Generally its a good time to slow down, set new goals, rejuvenate, and get ready to do it all over again for the coming year.


----------



## builditguy (Nov 10, 2013)

I've always tried to take off when the kids are out of school. Around Dec. 22nd to Jan 3rd. Or so. 

Usually I end up running a few small jobs, meeting some people, and working on some paperwork, but I'm still at home the majority of the time.


----------



## greg24k (May 19, 2007)

Yes, from Thanksgiving until after the New Year, unless a job already in progress needs to be finished or a job already scheduled, but nothing major that will run into the Holiday season.


----------



## Framer53 (Feb 23, 2008)

Finishing the job I am on and that is it until the new year.


----------



## Framer87 (Dec 27, 2014)

Starting one today and hope to have 2 homes done before the holidays, keep our fingers crossed I guess...


----------



## Xtrememtnbiker (Jun 9, 2013)

We usually take off Christmas Eve and Christmas, and New Year's Day.
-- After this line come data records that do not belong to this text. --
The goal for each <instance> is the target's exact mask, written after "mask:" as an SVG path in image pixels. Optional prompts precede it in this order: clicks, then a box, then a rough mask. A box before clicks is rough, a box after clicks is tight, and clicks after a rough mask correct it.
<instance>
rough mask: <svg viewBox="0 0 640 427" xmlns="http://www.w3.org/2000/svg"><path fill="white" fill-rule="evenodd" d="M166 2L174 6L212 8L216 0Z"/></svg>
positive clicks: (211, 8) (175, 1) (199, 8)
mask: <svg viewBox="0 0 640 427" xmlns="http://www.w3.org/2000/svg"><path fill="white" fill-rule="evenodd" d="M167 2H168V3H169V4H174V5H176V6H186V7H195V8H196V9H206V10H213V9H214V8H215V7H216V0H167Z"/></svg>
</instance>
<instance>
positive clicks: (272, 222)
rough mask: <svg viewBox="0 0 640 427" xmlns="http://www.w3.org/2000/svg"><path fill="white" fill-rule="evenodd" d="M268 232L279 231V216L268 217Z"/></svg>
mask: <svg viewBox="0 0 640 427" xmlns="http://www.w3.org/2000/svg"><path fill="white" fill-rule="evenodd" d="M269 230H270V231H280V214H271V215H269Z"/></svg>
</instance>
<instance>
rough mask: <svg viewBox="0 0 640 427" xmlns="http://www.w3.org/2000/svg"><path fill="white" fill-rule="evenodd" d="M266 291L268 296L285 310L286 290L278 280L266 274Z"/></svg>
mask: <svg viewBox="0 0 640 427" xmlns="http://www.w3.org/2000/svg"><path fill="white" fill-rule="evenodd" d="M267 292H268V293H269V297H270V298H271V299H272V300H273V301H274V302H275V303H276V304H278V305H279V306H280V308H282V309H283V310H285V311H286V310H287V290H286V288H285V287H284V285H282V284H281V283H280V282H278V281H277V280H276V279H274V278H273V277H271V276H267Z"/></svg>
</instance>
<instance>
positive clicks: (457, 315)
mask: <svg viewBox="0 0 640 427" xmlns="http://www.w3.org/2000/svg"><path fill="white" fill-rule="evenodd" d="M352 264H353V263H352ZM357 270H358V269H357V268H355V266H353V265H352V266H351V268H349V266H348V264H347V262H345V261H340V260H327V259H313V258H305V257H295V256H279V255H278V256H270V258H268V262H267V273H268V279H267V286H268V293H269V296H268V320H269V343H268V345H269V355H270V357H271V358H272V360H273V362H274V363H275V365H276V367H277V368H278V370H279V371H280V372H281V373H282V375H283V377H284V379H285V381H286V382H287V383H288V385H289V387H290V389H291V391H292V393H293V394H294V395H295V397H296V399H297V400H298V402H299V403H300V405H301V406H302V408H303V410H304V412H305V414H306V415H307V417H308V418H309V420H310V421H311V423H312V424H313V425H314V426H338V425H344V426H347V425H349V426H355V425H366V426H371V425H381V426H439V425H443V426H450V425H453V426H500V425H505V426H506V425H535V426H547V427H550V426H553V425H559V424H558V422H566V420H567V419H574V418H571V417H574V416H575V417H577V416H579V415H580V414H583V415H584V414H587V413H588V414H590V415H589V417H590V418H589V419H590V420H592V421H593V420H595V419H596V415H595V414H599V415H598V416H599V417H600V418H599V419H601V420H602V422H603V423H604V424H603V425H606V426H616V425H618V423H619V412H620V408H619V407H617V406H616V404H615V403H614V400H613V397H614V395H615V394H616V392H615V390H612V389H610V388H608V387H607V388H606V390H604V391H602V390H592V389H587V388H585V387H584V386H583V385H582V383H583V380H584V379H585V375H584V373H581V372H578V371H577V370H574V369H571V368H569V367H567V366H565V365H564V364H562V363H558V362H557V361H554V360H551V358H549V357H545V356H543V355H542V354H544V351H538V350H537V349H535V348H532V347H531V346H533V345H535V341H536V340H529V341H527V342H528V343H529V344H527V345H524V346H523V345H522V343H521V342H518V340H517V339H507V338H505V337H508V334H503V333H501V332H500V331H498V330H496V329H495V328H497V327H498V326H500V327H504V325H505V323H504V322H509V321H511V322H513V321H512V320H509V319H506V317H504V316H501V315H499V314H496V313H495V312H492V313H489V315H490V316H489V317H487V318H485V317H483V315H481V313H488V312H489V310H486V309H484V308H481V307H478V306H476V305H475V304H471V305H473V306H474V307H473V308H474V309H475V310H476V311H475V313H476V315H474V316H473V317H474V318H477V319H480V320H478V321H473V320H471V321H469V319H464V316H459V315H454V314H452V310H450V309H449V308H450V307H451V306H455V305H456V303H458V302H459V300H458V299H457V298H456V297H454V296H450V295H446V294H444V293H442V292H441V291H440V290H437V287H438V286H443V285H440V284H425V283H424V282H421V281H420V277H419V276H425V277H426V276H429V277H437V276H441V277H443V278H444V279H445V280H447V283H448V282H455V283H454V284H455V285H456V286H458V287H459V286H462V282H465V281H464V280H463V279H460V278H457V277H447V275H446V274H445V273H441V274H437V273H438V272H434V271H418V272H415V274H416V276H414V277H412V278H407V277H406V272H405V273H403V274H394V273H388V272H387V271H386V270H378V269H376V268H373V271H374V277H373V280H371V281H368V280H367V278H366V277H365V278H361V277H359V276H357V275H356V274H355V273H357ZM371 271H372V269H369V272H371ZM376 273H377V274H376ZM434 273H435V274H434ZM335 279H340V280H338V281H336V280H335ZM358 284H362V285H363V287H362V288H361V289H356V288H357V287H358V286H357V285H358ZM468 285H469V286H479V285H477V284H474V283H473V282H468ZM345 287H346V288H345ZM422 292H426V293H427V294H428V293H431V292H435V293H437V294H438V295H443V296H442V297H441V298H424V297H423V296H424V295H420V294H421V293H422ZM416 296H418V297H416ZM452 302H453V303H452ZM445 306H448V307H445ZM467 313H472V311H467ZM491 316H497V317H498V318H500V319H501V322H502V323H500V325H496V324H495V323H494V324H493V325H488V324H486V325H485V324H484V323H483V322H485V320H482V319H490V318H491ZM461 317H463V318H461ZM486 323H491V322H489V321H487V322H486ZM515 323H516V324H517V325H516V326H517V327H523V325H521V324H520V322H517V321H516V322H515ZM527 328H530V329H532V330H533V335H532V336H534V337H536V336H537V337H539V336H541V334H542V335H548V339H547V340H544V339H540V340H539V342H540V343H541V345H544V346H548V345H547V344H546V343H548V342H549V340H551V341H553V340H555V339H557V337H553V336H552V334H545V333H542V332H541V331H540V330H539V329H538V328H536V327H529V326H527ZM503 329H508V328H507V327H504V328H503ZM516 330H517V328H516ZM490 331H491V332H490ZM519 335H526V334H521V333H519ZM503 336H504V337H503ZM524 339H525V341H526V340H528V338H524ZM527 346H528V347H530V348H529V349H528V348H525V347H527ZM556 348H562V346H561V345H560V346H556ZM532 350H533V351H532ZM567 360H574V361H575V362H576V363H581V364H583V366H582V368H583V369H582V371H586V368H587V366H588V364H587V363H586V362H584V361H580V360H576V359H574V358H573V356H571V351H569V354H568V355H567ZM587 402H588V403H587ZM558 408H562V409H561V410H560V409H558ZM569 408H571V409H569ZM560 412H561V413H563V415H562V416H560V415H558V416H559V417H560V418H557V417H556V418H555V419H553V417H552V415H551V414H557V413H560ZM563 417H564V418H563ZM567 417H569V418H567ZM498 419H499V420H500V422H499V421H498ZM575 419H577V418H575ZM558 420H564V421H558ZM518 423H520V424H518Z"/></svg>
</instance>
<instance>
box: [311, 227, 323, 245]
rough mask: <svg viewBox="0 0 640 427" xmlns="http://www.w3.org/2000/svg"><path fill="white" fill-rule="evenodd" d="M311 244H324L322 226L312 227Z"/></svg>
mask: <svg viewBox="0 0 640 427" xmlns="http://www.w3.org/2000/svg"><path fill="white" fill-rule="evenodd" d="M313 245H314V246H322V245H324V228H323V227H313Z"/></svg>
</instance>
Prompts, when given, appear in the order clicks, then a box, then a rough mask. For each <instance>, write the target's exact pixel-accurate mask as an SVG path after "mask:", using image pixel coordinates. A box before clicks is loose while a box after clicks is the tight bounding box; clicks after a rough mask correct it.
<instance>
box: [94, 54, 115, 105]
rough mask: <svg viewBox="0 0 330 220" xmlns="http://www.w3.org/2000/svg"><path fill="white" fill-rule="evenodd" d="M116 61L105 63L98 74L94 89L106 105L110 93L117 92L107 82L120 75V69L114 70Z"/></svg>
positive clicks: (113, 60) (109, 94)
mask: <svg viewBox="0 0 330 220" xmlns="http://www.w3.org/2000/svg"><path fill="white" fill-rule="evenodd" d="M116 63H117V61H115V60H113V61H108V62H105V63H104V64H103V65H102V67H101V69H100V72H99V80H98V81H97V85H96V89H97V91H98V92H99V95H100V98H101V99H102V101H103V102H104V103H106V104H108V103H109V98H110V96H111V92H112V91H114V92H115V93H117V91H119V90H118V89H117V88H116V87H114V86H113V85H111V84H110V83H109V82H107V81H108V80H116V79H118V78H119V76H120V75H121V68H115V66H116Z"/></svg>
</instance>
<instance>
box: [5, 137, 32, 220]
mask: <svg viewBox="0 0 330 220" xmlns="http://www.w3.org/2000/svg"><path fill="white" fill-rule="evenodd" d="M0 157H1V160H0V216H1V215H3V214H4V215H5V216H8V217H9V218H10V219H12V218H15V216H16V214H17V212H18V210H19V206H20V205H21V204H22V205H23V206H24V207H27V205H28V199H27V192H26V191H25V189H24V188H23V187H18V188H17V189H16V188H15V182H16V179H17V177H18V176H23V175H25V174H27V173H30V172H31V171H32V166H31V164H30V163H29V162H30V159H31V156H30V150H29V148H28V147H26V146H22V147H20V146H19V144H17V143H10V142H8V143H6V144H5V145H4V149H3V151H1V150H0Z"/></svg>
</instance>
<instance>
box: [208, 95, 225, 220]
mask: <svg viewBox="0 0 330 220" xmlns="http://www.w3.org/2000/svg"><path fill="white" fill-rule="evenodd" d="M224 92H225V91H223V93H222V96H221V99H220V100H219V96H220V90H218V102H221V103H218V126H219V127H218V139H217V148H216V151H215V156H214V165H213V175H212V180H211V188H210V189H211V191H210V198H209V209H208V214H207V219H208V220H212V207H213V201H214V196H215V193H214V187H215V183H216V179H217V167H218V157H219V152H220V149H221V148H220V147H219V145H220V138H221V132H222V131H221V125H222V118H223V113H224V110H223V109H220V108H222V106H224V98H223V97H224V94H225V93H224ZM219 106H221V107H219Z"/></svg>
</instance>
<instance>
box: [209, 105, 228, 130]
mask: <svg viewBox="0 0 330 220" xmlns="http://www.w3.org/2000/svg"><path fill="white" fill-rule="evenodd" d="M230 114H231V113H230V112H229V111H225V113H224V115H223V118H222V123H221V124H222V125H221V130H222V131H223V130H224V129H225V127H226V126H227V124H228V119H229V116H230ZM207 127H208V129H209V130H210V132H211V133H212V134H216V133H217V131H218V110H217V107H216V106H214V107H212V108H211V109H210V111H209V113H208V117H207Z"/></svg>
If we have no work scheduled, I guess we would take more time off.

I recall one time in 7 years taking off the week after Christmas because we we weren't real busy.


----------



## CrpntrFrk (Oct 25, 2008)

We'll take 24th and 25th off this year. If Christmas falls on a different week day, we would take the day after Christmas off too. We'll more than likely work New Years also.


----------



## Leo G (May 12, 2005)

No. It's usually pretty busy. I try not to work on the holiday day. But I've done it other than Christmas.


----------



## TxElectrician (May 21, 2008)

Christmas day and New year's day are paid holidays for us. My lead always uses 1 week of his vacation during this time, so with the holidays and weekends he can usually get 10 or so days off.

Depending on the work load the rest may take off or work, but I try not to schedule much during that time.


----------



## 480sparky (Feb 1, 2009)

I work to live, not live to work.


----------



## RangoWA (Jun 25, 2014)

I usually take the week off at Christmas and then New Years if I can pull it off.


----------



## Bradcon (Sep 9, 2015)

We are definitely more relaxed right now. All the work I have scheduled in December is in unoccupied homes or properties with no hard deadlines. We are working 8-4 which is is definitely slowing down from normal. It's my way of recharging the batteries while still making some money.


----------



## Creter (Oct 13, 2009)

Half day Christmas Eve and off through until the second week of 2016.


----------



## VinylHanger (Jul 14, 2011)

I've slowed to a crawl this year. A job we had expected hasn't come through and another small job won't get started until after Christmas or the First.

Just doing small repairs and such. We've also all been sick, so it hasn't exactly been relaxing, but it has been restful.

I can't really afford to take time off, but this year we don't have much choice. 

Sent from my SM-G900V using Tapatalk


----------



## Metro M & L (Jun 3, 2009)

Last few years there hasnt been any r est until third week february. I could work seven days a week right now if I wanted to. Usually I work to xmas, take that one day off and then back to work.


----------



## Donohue Const (Dec 31, 2011)

Will probably work every day but Xmas and new years day
Normally I would try to take alittle more time off, but......
Super busy and way behind!
I just wish it would freeze already, getting tired of mud and rain 
Much rather have snow


----------



## 66 Shelby (Jan 11, 2009)

For the last 15 or so years I take off when the kids are on their Xmas break. They're grown and out of the house now, so it's just become my routine. That time is used to get my year-end stuff completed, and drink lots of Bourbon.


----------



## avenge (Sep 25, 2008)

August through April has always been the busiest time for me but I usually get the jobs finished or at a good stopping point just before Christmas and I'll take off until after the 1st. Not sure if I'll be able to do that this year.

Mentally I never really shut down completely from thinking about work.


----------



## russellremodel (Apr 24, 2015)

As of 230 today, I'm gonna take off the next couple of weeks. This will be my daughters first Christmas so I want to spend some time with her and the wife the next couple weeks.


----------